After decades of antagonism and persistent territorial disputes along their 4,300 km (2,670 mile) border, Moscow and Beijing have long since put aside their Soviet-era rivalries and have been forging a strategic alliance they see as a counterweight to the US-EU partnership in the West.
Cover for Damascus
From a practical standpoint, this visit will give Putin and the Chinese leadership a chance for a powwow on how to deal with growing western pressure for international action on Syria, as the country slips from democratic uprising to emerging civil war. Both countries have used their position as permanent members of the United Nations Security Council to block efforts to impose sanctions on the government of Bashar al-Assad for an increasingly brutal and bloody campaign to crush opposition to his autocratic rule.
Beijing and Moscow will probably reinforce each other's position that the violence in Syria must be resolved by Syrians, without outside interference. Meanwhile, Russia, long Syria's patron, continues to supply arms to Assad’s army.

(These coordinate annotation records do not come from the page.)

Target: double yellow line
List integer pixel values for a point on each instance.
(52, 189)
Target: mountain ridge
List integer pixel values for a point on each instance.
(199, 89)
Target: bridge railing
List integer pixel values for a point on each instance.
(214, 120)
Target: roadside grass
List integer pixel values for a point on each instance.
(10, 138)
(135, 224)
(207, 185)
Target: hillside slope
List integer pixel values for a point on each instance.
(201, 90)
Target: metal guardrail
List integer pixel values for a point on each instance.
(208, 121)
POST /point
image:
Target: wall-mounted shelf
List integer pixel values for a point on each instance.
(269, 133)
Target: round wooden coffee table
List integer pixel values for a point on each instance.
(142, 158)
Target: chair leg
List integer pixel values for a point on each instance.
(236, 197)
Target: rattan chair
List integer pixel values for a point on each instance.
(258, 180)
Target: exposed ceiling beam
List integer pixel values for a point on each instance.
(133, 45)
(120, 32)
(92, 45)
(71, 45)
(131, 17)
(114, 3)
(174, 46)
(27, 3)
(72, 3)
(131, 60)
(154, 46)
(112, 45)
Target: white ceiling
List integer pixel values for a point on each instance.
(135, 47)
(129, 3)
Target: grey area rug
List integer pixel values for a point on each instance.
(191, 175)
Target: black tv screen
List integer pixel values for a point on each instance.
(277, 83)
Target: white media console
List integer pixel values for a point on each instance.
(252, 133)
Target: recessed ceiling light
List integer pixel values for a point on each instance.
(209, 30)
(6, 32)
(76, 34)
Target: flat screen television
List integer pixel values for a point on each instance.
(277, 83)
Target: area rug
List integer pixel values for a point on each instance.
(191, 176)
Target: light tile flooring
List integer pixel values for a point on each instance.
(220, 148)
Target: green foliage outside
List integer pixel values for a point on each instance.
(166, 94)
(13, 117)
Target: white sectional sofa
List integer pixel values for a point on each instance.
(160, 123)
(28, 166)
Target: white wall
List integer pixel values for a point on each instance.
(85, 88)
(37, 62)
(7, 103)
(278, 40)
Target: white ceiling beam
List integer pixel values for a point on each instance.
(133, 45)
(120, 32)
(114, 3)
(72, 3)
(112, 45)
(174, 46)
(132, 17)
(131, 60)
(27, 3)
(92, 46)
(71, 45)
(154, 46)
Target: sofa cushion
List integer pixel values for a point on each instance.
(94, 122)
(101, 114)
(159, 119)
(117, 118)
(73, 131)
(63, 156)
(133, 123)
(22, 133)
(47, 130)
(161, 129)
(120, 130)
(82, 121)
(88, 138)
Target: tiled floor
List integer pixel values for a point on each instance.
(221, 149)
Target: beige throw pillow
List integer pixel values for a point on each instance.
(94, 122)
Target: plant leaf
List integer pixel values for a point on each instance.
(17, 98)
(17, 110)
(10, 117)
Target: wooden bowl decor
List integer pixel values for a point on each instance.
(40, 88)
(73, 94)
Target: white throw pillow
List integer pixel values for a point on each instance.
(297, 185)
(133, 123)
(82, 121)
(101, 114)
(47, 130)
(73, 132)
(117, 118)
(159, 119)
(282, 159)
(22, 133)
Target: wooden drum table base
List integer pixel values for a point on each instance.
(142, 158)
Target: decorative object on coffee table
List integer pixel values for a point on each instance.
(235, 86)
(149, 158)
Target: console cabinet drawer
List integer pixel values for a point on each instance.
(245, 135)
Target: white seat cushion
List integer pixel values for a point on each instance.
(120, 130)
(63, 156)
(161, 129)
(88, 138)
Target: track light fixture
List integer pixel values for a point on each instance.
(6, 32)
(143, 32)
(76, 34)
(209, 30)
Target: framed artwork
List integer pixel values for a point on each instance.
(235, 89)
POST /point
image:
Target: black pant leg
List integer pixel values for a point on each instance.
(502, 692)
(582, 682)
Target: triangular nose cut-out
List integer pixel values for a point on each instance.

Iran will also be on the agenda. The largely futile talks two weeks ago in Baghdad over the extent and purpose of the Islamic Republic’s nuclear programme will continue later this month in Moscow. Iranian president Mahmoud Ahmadinejad will be in Beijing on Thursday for a Central Asian security summit, where he’s scheduled to meet both Chinese and Russian officials. Both countries have been critical of western economic sanctions, which are meant to pressure Iran into dropping what the west believes is a clandestine nuclear weapons programme.
As much as anything, Putin’s trip to Beijing gives Russia and China a chance to present themselves as a power-bloc eager to counter the influence of the West. An official commentary in the China Daily, the voice of the Chinese Communist Party, describes the Russian president’s visit as part of a growing partnership in which “…the two giant neighbours, carrying out ever-deepening co-operation, have become active agents of tilting balance toward a multipolar world and expediting the rise of new political and economic orders."
It goes on: "Both countries oppose the cold-war style alliance and seek to build a new-style partnership based on equality and mutual respect.”
Russia Today republished a speech by Putin, previously carried in a major Chinese newspaper, in which he pointedly warned that: "It is not possible to set the global agenda today behind Russia’s and China’s backs and without taking their interests into account. Such is the geopolitical reality of the 21st century."
After several days of high-level back-patting and self-reinforcement, the prospects for any short-term softening of Chinese or Russian positions on Syria, Iran, democratic freedoms or other issues of concern to the west are not cheery.